There are so many scenes of scope and power here, like the aforementioned shipwreck, which is perhaps the most painstakingly envisioned and executed ones since TITANIC.  Then there are sequences involving Pi and Parker on the treacherous waters (one involving a glowing ocean at dusk that showcases a legion of bioluminescent life highlighting the water surface like a vast and indefinite nightlight).  Then there’s an awe-inspiring sight of a limitlessly gargantuan whale exploding from the ocean to the wide-eyes of Pi, not to mention a spectacular scene of flying fish that catapult from the water and over the salivating mouths of two castaways.  Perhaps most amazing is a mysterious island that Pi discovers that seems positively alive with what appears to be tens of thousands of meerkats scurrying about over the landscape.   LIFE OF PI is a film of immeasurable photographic beauty to be savored throughout.  

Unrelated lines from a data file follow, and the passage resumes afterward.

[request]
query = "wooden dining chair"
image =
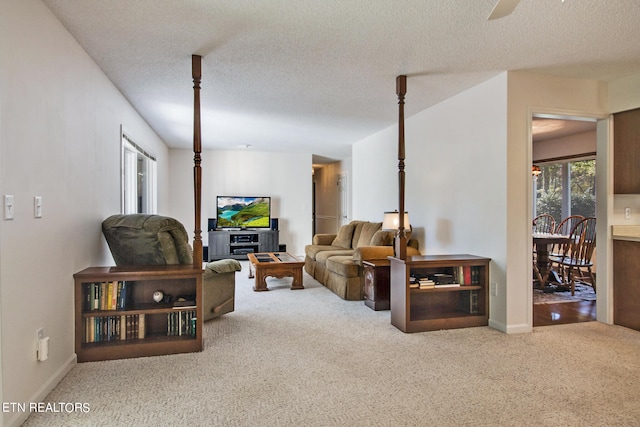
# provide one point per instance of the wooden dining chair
(543, 223)
(564, 227)
(575, 261)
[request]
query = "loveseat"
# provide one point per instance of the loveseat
(335, 260)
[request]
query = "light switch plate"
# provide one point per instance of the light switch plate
(37, 206)
(8, 206)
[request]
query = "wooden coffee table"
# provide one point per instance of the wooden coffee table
(274, 264)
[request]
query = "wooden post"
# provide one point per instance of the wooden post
(196, 71)
(401, 238)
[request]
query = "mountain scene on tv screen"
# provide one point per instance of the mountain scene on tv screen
(249, 213)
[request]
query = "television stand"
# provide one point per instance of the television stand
(236, 244)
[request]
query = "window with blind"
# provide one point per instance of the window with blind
(138, 188)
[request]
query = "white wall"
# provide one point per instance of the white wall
(285, 177)
(59, 139)
(455, 174)
(469, 176)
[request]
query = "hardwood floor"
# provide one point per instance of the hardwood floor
(563, 313)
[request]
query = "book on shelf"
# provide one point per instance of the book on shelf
(114, 328)
(181, 323)
(447, 285)
(185, 301)
(426, 283)
(105, 296)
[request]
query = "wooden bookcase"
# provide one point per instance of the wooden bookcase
(417, 310)
(130, 323)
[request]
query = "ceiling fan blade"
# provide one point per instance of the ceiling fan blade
(503, 8)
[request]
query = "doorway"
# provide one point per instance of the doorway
(564, 182)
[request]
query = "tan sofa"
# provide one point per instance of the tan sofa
(335, 260)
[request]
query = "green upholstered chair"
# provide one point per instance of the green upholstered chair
(142, 239)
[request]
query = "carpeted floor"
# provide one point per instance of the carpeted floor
(582, 293)
(308, 358)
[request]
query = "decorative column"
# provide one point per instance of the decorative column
(401, 237)
(196, 71)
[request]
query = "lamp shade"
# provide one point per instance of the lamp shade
(391, 220)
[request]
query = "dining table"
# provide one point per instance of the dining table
(542, 242)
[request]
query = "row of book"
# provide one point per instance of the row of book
(467, 275)
(132, 326)
(114, 328)
(105, 295)
(459, 276)
(182, 322)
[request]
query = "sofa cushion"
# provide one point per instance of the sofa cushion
(312, 251)
(345, 234)
(367, 232)
(344, 265)
(323, 256)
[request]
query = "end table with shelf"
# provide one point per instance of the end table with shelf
(454, 306)
(114, 324)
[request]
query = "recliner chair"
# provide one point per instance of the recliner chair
(143, 239)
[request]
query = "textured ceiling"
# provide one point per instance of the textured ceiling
(316, 76)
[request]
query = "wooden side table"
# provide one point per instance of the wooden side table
(376, 284)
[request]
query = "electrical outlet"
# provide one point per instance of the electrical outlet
(37, 207)
(41, 351)
(493, 289)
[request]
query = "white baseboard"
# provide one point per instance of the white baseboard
(44, 391)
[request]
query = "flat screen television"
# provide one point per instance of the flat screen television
(243, 212)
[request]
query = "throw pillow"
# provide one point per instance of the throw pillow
(343, 239)
(382, 238)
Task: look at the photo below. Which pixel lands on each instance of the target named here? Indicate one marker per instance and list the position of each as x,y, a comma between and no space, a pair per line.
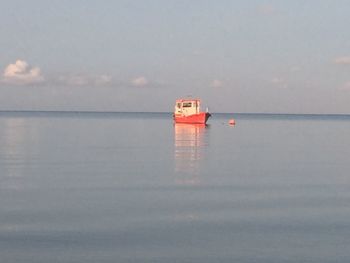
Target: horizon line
168,112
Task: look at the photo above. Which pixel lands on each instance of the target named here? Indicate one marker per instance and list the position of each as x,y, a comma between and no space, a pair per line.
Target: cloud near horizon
345,60
21,73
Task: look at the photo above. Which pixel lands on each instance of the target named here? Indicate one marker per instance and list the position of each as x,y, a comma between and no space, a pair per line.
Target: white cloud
216,83
21,73
345,60
139,82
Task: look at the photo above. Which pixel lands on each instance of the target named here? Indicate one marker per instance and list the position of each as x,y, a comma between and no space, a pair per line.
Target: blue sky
238,56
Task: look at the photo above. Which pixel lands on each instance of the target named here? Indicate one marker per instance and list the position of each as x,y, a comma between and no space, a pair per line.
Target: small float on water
188,111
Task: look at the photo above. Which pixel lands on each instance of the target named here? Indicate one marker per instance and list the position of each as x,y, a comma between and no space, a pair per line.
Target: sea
135,187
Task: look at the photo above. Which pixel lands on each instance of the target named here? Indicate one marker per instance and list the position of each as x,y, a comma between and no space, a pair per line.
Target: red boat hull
200,118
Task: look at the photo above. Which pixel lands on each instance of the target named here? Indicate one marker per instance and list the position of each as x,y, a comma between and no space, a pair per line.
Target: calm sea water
122,187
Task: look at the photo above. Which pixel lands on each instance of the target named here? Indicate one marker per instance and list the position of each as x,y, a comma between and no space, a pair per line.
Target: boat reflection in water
190,142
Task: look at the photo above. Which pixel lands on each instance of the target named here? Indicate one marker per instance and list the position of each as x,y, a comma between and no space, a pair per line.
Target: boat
188,111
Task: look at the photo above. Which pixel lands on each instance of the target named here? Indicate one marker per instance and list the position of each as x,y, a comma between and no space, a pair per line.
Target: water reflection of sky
12,136
189,144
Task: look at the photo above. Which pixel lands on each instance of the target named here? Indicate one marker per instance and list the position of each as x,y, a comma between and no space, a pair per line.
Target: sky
237,56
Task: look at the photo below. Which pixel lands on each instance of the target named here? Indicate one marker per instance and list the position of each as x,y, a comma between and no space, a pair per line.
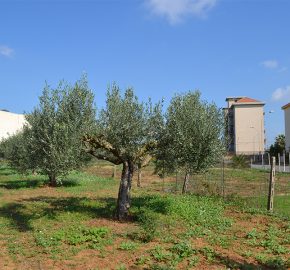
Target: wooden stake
271,185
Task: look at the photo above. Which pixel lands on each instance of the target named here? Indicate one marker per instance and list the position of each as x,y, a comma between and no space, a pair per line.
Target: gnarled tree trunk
185,183
52,180
139,176
124,199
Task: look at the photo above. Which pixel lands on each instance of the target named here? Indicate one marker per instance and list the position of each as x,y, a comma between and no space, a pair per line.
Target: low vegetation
72,227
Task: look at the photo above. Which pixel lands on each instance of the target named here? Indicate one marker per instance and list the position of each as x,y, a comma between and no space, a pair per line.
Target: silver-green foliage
193,137
51,141
127,132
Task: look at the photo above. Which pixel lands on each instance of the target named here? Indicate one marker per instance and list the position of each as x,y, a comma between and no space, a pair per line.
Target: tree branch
98,142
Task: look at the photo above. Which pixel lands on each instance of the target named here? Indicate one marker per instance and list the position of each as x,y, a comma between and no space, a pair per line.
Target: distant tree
193,138
51,141
127,132
279,145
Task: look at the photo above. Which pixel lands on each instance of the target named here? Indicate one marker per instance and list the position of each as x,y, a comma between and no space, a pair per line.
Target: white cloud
281,93
271,64
6,51
175,10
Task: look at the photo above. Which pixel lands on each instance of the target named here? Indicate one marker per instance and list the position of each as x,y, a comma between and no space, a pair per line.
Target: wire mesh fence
248,185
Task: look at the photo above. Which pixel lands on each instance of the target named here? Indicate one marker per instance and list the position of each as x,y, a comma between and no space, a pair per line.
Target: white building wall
249,129
287,128
10,123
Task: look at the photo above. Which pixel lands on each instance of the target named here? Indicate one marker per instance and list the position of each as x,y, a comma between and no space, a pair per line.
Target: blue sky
160,47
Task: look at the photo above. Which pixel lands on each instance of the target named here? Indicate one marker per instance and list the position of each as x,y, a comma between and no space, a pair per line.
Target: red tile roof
246,100
286,106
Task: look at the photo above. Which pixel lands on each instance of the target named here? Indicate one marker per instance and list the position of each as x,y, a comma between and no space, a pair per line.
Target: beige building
245,125
10,123
286,109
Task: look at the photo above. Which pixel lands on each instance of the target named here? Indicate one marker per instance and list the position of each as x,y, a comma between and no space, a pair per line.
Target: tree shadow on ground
18,184
233,264
153,203
6,171
22,214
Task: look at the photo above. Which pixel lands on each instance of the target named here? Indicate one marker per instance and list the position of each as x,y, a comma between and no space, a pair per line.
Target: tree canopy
193,138
127,131
51,141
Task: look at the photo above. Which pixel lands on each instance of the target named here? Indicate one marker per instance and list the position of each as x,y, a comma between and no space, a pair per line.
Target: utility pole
271,185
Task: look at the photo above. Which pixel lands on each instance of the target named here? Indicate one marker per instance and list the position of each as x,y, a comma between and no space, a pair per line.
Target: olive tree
193,138
127,132
51,141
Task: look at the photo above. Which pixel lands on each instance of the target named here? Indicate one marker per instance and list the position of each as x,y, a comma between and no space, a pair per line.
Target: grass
73,226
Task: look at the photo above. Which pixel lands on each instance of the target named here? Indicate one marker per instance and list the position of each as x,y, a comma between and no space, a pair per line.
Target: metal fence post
271,185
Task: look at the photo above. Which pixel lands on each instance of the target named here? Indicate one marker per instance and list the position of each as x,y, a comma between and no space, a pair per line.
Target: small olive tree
193,138
51,141
127,132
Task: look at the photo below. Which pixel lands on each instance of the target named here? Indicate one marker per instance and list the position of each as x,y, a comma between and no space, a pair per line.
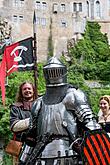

It sometimes easy to overlook the fine performances in a film of such superlative technical artifice, but young 17-year-old Suraj Sharma has a thespian task as complicated as, say, what Tom Hanks endured in a similarly themed CASTAWAY.  He has to not only convey Pi’s sense of desolation, fear, and deeply rooted uncertainty while being stranded for so terribly long, but he also has to plausible perform in sequences with the tiger during which nothing was probably there, only to be added in later with special effects.  It’s the emotional genuineness that Sharma exudes here that allows for the audiences’ constant buy-in and hypnotic rooting interest in him and his plight.  Considering the endless parade of physical and mental hardships that Pi endures while being stranded on the Ocean, he remains a pillar of spiritual strength and vigor that becomes astonishingly heartening.   

Lee’s film has some minor foibles, like a fairly laborious setup that is perhaps a bit too leisurely in establishing the main castaway storyline, and the whole framing device of Pi in the present recanting his miraculous tale of survival at sea is not very novel or compelling.   Yet, there is just so much to simple drink in and marvel at here that those minor nitpicks tend to fade easily away with time.  Lee, if anything, is a director of such remarkable tastes: he’s tackled martial arts fantasies (CROUCHING TIGER, HIDDEN DRAGON), period films (THE ICE STORM and SENSE AND SENSIBILITY), super hero auctioneers (HULK), and gay-themed romances (BROKEBACK MOUNTAIN).  LIFE OF PI could not be anymore different than any film on his illustrious resume; it’s a landmark milestone in 3D and visual effects-heavy escapist fantasy, but the fact that it also has time to explore Martel’s sobering and moving themes of self-discovery, endurance, and belief in oneself and a higher power are just as dramatically enthralling.   

So very few films have moved the heart as well as thrilled the eyes with a sense of endless wonder; LIFE OF PI is just one of those uncommon examples.